There is alarm about it, but no action. Lobbies make sure that facts are fudged.
Although their existence is well known, talking about ‘lobbies’ means talking without proof, since lobbies are not public bodies and do not publicise themselves. Their influence is documented after the event, for example when lobbies spread doubt that tobacco is carcinogenic.

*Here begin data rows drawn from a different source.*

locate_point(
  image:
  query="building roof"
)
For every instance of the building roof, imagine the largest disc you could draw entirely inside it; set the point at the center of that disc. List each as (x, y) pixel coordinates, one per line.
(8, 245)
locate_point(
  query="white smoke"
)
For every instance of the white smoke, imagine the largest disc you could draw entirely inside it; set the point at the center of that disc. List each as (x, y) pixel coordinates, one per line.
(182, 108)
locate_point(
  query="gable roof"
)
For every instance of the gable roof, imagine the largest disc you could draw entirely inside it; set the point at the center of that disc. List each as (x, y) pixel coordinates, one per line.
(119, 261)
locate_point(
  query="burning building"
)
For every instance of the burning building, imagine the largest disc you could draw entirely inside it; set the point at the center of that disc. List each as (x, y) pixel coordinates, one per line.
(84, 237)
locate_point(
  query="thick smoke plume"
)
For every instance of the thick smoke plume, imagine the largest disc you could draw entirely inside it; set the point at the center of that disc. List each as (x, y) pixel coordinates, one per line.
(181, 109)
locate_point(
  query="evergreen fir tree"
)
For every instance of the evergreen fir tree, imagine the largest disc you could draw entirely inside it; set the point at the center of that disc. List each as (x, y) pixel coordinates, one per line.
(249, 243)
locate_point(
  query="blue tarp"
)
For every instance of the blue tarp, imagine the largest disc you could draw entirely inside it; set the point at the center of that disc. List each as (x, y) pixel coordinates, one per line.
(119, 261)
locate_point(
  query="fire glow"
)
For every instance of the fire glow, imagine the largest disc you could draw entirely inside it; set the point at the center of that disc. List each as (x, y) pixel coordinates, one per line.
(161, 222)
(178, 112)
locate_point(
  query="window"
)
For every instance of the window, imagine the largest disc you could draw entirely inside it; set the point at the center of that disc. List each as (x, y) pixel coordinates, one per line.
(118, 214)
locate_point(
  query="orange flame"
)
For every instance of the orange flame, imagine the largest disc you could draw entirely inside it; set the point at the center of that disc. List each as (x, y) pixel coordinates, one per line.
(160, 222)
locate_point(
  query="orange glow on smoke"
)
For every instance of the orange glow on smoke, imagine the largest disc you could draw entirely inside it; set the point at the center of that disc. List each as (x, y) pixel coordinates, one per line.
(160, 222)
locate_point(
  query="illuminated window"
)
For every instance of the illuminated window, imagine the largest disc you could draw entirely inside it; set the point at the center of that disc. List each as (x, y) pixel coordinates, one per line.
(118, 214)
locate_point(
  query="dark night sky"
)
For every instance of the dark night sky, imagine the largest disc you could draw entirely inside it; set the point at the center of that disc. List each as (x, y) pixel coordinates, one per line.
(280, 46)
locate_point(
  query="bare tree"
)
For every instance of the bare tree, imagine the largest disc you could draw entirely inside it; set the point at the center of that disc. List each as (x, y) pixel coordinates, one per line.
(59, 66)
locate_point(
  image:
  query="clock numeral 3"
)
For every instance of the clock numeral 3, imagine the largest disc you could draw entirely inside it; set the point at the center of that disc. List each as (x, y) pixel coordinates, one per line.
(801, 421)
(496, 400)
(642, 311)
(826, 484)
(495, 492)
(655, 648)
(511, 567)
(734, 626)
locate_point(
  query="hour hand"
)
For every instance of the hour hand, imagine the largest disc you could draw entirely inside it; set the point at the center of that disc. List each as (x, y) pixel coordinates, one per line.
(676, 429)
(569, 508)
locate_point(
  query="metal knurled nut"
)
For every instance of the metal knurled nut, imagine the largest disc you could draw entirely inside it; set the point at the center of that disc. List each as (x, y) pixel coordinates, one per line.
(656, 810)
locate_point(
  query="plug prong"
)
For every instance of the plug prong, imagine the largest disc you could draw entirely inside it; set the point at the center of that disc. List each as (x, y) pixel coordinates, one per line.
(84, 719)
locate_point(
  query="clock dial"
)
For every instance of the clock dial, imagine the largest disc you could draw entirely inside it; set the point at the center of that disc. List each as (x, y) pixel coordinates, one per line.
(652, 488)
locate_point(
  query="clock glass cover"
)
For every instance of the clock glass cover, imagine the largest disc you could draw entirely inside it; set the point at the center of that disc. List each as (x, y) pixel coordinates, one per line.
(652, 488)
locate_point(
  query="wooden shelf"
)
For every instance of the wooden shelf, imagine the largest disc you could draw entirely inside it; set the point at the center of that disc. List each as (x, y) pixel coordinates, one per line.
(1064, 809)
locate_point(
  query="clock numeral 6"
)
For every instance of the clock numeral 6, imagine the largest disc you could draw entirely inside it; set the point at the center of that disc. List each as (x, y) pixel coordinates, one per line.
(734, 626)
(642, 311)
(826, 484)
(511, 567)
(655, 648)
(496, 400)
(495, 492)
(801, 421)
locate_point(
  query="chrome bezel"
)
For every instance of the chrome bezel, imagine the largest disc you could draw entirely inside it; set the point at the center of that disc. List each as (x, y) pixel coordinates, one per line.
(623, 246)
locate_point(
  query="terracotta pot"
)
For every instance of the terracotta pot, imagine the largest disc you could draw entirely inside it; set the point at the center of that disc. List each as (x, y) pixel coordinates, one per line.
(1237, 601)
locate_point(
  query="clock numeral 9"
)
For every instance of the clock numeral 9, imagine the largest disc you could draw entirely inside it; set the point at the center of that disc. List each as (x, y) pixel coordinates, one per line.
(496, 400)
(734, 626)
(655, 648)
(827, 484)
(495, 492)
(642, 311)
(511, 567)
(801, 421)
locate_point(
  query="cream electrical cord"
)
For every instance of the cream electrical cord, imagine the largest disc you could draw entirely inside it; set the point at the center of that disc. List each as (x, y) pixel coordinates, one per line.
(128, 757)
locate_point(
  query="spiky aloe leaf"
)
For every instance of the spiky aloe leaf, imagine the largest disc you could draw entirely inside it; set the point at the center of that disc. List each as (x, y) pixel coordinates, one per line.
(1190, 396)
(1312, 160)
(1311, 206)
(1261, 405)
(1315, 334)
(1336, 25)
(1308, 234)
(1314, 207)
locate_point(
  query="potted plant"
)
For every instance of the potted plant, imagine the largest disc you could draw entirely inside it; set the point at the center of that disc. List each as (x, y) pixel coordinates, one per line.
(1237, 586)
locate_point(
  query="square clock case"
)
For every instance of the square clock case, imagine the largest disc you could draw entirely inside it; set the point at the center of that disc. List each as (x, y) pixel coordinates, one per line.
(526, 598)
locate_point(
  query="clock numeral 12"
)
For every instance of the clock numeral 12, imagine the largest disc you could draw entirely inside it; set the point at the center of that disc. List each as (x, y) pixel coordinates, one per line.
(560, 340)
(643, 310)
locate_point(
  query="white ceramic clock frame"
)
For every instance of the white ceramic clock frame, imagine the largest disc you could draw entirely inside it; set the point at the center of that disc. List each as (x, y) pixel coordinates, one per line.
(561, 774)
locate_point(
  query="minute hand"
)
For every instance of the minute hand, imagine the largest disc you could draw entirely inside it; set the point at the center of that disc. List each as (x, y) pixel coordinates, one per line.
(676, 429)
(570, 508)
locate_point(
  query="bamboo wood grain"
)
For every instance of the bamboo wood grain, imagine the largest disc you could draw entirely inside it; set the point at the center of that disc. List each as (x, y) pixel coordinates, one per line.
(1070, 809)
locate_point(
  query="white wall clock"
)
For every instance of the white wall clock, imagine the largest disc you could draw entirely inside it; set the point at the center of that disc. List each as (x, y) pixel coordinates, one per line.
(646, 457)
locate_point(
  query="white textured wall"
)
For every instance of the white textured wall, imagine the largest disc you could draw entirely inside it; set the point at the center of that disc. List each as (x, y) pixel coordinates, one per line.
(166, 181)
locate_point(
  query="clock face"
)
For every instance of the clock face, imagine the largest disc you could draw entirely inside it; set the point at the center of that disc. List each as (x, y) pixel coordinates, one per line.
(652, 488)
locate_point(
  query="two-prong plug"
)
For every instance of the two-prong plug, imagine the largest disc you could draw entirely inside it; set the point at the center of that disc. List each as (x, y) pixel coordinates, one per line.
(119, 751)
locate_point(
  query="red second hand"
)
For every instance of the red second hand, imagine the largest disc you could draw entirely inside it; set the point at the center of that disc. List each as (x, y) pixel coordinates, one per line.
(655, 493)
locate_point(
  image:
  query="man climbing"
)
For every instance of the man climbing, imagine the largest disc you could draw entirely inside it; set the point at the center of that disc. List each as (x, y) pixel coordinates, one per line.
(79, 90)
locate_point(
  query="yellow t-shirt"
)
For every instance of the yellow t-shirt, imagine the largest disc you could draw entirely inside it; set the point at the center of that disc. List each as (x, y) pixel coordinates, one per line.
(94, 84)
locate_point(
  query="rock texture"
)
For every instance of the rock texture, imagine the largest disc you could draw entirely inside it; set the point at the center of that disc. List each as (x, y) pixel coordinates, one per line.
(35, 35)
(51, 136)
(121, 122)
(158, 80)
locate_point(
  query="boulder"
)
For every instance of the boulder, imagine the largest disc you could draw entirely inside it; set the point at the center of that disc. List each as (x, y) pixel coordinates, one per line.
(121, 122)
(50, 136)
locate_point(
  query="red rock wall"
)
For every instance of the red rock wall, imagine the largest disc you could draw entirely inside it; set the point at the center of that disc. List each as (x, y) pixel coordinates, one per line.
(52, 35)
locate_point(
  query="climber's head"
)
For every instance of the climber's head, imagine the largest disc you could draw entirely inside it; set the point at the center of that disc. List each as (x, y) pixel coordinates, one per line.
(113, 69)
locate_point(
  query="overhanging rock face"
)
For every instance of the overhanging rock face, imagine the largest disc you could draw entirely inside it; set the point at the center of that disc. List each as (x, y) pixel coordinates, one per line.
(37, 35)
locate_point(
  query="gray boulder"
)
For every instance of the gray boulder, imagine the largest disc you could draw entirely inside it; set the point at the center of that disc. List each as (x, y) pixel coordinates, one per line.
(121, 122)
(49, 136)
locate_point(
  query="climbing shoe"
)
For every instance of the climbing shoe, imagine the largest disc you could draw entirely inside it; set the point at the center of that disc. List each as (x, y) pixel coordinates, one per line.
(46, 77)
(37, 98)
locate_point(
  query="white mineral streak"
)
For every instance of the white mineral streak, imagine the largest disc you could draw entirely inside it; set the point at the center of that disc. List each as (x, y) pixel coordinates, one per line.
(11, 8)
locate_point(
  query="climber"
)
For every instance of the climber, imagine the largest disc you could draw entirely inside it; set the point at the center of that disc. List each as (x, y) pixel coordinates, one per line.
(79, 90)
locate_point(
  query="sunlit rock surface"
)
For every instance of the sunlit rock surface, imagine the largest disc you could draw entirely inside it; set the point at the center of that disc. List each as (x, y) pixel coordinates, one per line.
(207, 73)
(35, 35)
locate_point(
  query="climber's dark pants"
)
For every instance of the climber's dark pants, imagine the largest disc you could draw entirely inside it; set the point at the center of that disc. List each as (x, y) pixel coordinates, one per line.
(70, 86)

Another occasion when lobby influence was manifest was in 1979; the 70s was a time of public alarm regarding Antibiotic Growth Promoters (AGPs) in the meat industry. An academic paper on the question summarises lobby influence to avoid limitation of AGPs: “Calling for concrete proof of harm and employing counter science, pharmaceutical lobbyists successfully played on growing regulation wariness and concerns about ‘stagflation’ to defeat restrictions. With scientists appearing divided, Congress effectively imposed a moratorium on statutory AGP restrictions by calling for more research in 1979.” (4)
The same applies today about limiting HFCS: regulation wariness (light touch regulation/self-regulation, small state), concerns about economic growth (the need of cheap food to keep the economy going), scientists appearing divided, the vague conclusion that more study is needed. It is not reassuring that the NHS analysis of studies about HFCS says exactly that: ‘there is no proof, further research is needed’ even though they accept that countries with high consumption of the sugar substitute have higher level of obesity; their reaction should be instead to invoke the principle of precaution. (5)
Citizens have a choice: either campaign to stop the substance being used, and fight against lobbies that have the power of the big food corporations behind them, or turn your back on the problem and buy your way out. As the same study says: “Similar to the history of pesticide regulation, relying on the market-driven provision of ‘antibiotic free meat’ not only risks the creation of very unequal access to allegedly safe food. What is more, it also runs danger of reinforcing regulatory stagnation by rhetorically displacing responsibility for what can only be tackled at the societal and political level onto the shoulders of individuals.”
In the UK the campaign by, among others, the National Farmers Union, to keep up British standards on food and animal welfare in the face of US imports is an encouraging sign that the responsibility will not be put on the shoulders of individuals, but recognised as a social and political responsibility. The labour movement should build on this to improve standards still further.